An Auckland based migrant family has taken its love for the unique regional festival from India’s southern part, which involves a display of beautiful dolls and figurines in a set pattern – Bommai Golu – by opening doors of their home for the general public last week.

Community members Ram Govind and his wife Yogi B hosted an exhibition of human figurines and idols of gods and goddesses as a part of the famous South Indian tradition ‘Bommai Golu’ during the festive nine days of Navratri.

About six years ago the Kiwi-Indian couple based in Epsom started the tradition of celebrating ‘Bommai Golu’ – a festival popular in some rural communities in South India, and since then have become passionate to take the festival out of the confines of private space within their homes to possibly attract more public attention.

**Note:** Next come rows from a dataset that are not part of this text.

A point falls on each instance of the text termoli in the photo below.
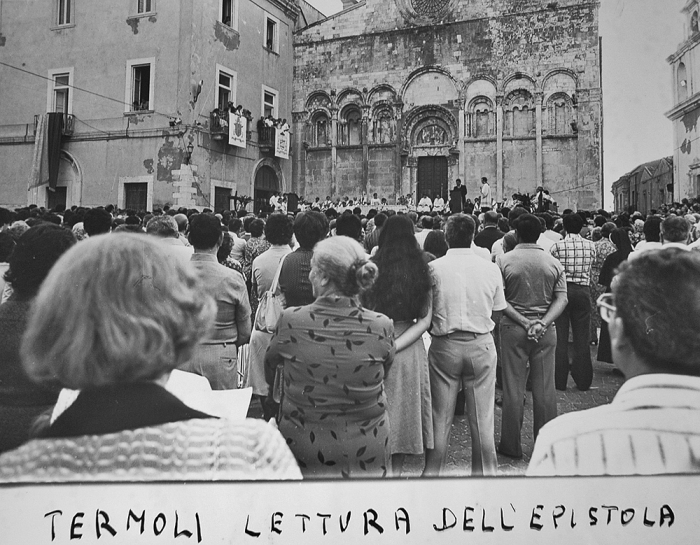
(168, 526)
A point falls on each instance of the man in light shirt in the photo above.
(652, 425)
(467, 301)
(485, 195)
(576, 254)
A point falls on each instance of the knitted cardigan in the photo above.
(197, 449)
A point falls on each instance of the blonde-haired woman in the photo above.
(334, 353)
(112, 319)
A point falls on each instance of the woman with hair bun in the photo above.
(334, 354)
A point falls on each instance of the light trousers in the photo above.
(516, 351)
(466, 359)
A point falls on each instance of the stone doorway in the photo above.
(266, 183)
(432, 177)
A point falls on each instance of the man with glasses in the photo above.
(652, 425)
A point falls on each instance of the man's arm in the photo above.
(557, 306)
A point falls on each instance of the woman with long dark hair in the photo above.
(620, 238)
(403, 292)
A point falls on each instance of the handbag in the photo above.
(278, 385)
(271, 306)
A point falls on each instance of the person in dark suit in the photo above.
(458, 197)
(490, 233)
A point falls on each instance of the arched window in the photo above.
(320, 130)
(520, 114)
(383, 126)
(682, 82)
(481, 121)
(350, 127)
(560, 113)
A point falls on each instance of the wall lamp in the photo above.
(188, 153)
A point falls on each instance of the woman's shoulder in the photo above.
(215, 449)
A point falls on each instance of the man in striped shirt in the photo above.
(576, 254)
(652, 425)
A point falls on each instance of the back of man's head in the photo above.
(380, 220)
(97, 221)
(528, 229)
(349, 225)
(491, 218)
(163, 226)
(205, 231)
(573, 223)
(459, 231)
(235, 225)
(649, 291)
(675, 229)
(652, 229)
(182, 222)
(514, 214)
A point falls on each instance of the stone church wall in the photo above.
(507, 89)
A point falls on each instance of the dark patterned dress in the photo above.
(333, 412)
(253, 248)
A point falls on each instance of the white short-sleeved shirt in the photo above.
(466, 291)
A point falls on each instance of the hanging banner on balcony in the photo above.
(282, 144)
(237, 127)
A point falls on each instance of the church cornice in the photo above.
(402, 30)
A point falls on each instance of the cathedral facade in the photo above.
(400, 97)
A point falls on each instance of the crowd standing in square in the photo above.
(325, 313)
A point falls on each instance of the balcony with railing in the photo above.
(68, 124)
(266, 136)
(218, 125)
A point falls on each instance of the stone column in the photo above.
(500, 197)
(538, 135)
(399, 143)
(365, 148)
(334, 149)
(461, 146)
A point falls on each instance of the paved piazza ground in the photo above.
(605, 386)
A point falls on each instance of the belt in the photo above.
(462, 335)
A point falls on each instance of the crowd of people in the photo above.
(326, 316)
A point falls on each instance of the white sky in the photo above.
(638, 36)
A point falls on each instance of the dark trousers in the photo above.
(516, 351)
(578, 314)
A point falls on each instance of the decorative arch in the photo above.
(378, 91)
(427, 12)
(682, 82)
(519, 77)
(560, 71)
(76, 182)
(350, 95)
(430, 126)
(350, 125)
(318, 99)
(274, 165)
(481, 77)
(481, 117)
(320, 128)
(425, 70)
(383, 122)
(519, 113)
(559, 108)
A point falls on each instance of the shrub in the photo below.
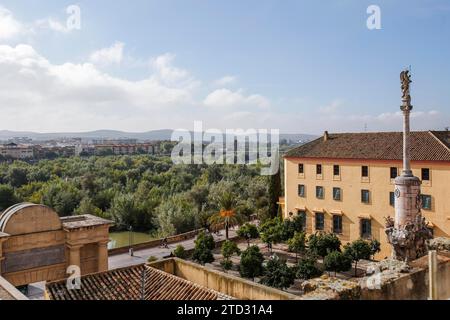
(251, 263)
(375, 247)
(357, 250)
(180, 252)
(204, 244)
(297, 243)
(226, 264)
(307, 268)
(337, 261)
(277, 274)
(323, 243)
(248, 231)
(271, 232)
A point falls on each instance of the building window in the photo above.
(337, 194)
(319, 169)
(337, 224)
(425, 174)
(394, 173)
(336, 170)
(365, 196)
(392, 198)
(426, 201)
(301, 190)
(319, 193)
(320, 221)
(366, 228)
(365, 171)
(302, 215)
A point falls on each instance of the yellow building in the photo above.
(344, 183)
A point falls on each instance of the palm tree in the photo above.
(227, 215)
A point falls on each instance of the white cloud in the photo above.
(332, 107)
(108, 56)
(225, 81)
(38, 95)
(224, 98)
(9, 26)
(51, 24)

In this festival, which is celebrated along with the widely popular festival of Navratri – where nine different goddesses are worshipped in nine successive auspicious nights, several dolls and human figurines created by rural artisans are colourfully decorated in thematic set patterns as per a legend from a Hindu text to court life, weddings, everyday scenes, miniature kitchen utensils, anything a little girl would have played with.

The festival which has many regional variant names such as Kolu, Gombe Habba, Bommai Kolu or Bommala Koluvu has a significant connection with the agricultural and handicrafts professions in rural India and offers the opportunity for socialisation.

Pursuing the passion for celebrating this festival from deep rural south Indian communities to their new home in the Pacific region the husband wife duo have been trying to generate attention from their immediate neighbourhood in Epsom and friends and work colleagues.

“Every year, my husband and I would prepare for this festival, create a theme, add new characters and idols to the display, draw, decorate and invite friends and colleagues, mostly non-Indians to view the exhibit and give a few anecdotes about the festival, religion and the significances of this practice,” Yogi B, a marketing person by profession and passionate silversmith making jewelleries and lead in this project told The Indian Weekender.

Elaborating  more on the thematic pattern of dolls and figurines during this festival Yogi B said, “As per tradition, the steps have to be in odd numbers with the top-most step displaying figurines of gods and goddesses such as Lord Shiva, Vishnu, Ram and goddess Sita and the bottom step with traders, devotees, and everyday human beings.”

Ms Yogi adds that the couple brought all the idols from India, some in one go and a few over the years, and had to pay dearly to NZ Customs for the clay and cement made figurines importing into the country.

Ms Yogi and family hosted four evenings of visits from their friends, colleagues from the workplace and parents from the children’s school to see the ‘Bommai Golu’ display.

“We hosted approximately 60 guests this year who were mesmerised by the sheer colours and the display of dolls, and they also take back a small gift as a token of appreciation in the form of Thamboolam which consist of colourful bangles, bindis and few more traditional values.

“We have shared our culture with lots of Kiwis and taken them through an evening of storytelling and narrations followed by some divine music on tabla played by our children and a wholesome saatvik dinner,” Ms Yogi added.

Expressing satisfaction on their efforts to celebrate such smaller festivals Mr Govind said, “We have moved to New Zealand ten years ago and since then had kept the traditions of Hindu festivals alive within our family by observing the small and big festivals every year.”

“It gives us immense satisfaction to open our doors for family friends and members of the public to come and enjoy our beautiful culture,” Mr Govind said.